Normalizing the Data
Once you have the feeds, you normalize the data into a format that you can easily work with. This may mean inserting the entries into a database as rows or storing them in some other format. Storing in XML is a possibility, but you'll have to use additional XML processing tools to gather the data, incurring a lot of overhead for processing and complexity. I find it most useful to rip the data from the feeds into a small database and then re-extract it for analysis. This strategy allows me to select a fixed number of stories for analysis and also to store the data over time for more long-term analysis.
Removing Stop Words
Next, we need to normalize the case, remove punctuation, and strip stop words from the data to get at the bare and interesting terms. Stop words are terms that appear in almost any entry and don't give any meaning, such as I, you, and—even terms like world or national. Punctuation removal is pretty obvious; basically, you want to get at the bare words. In this step, a paragraph like the following:
A man named Fred was stopped outside of your home today. He was walking a dog named Chief past a fire hydrant on Maple Street.
would end up looking like this:
man named fred stopped outside home today walking dog named chief past fire hydrant maple street
Additional criteria are always possible to weed out the uninteresting bits.
Determining the Root Words
Now we'll stem the remaining words to find their root words. This step accomplishes a simple task: It reduces false differences and increases legitimate overlap. Words such as fires, fired, and fire all look the same once their endings have been removed. The sentence from the previous step would now look like this:
man name fred stop outside home today walk dog name chief past fire hydrant maple street
Correlating the Data
We discover the "interesting" terms by correlating the data by any number of means. A static, simple approach is to count terms left over from the previous steps and order based on those counts. More advanced methods include natural language parsing (NLP) approaches to discover the subjects of the sentences. Time-based systems can look at a window of time and count appearances of interesting terms; or, if you like the Daypop style, look at the relative trajectories of terms over time. In that setup, the interesting topics aren't the ones that are the most popular, but the fastest rising. Another approach may be to look at topics that appear together, such as a subject and a location.

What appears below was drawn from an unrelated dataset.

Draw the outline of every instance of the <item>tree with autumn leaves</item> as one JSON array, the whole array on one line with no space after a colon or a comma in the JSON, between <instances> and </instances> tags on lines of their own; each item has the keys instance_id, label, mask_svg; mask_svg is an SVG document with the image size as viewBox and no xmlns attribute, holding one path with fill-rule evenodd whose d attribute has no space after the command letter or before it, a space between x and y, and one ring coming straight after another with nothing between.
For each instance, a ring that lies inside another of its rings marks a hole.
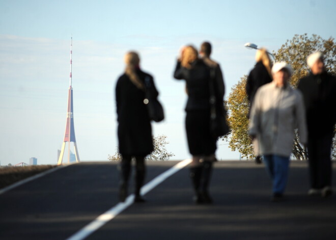
<instances>
[{"instance_id":1,"label":"tree with autumn leaves","mask_svg":"<svg viewBox=\"0 0 336 240\"><path fill-rule=\"evenodd\" d=\"M273 52L277 62L284 61L293 68L290 84L296 88L298 81L309 73L306 63L307 57L315 51L320 51L324 56L327 70L336 75L336 42L333 38L323 39L319 36L295 35L288 40L281 47ZM238 150L242 157L255 157L251 140L248 135L248 101L245 89L247 75L243 76L230 92L225 104L228 111L228 121L231 129L231 134L225 139L229 141L229 147L233 151ZM330 109L330 111L334 110ZM336 128L335 128L336 131ZM336 158L336 138L334 137L332 157ZM297 135L294 139L293 154L297 159L307 158L305 149L299 144Z\"/></svg>"},{"instance_id":2,"label":"tree with autumn leaves","mask_svg":"<svg viewBox=\"0 0 336 240\"><path fill-rule=\"evenodd\" d=\"M152 136L154 150L146 157L146 160L152 161L169 160L170 157L175 156L174 153L169 152L165 148L165 145L169 143L167 141L167 136L164 135L159 135L157 137ZM121 161L122 156L119 153L119 146L116 148L116 153L113 155L108 155L107 158L111 162Z\"/></svg>"}]
</instances>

A simple frequency count of the earlier example, pruned and stemmed, would look like this:
2 name 1 walk 1 today 1 street 1 stop 1 past 1 outside 1 maple 1 man 1 hydrant 1 home 1 fred 1 fire 1 dog 1 chief
Clustering the Stories
We cluster news stories by finding which stories are related to the terms of interest. Some people will allow a story to be reused multiple times for any terms that it contains, but I prefer to use a story only once. This plan reduces the size of the output (but risks that the term used to pull it in the first place was not the best subject of the story).
Displaying the Results
Results can be displayed in any number of formats. The following section shows the results of clustering in a directed graph approach, for example, or you can use a text format for direct reading. The display should give some indication of which stories are grouped together and should facilitate navigation of the output.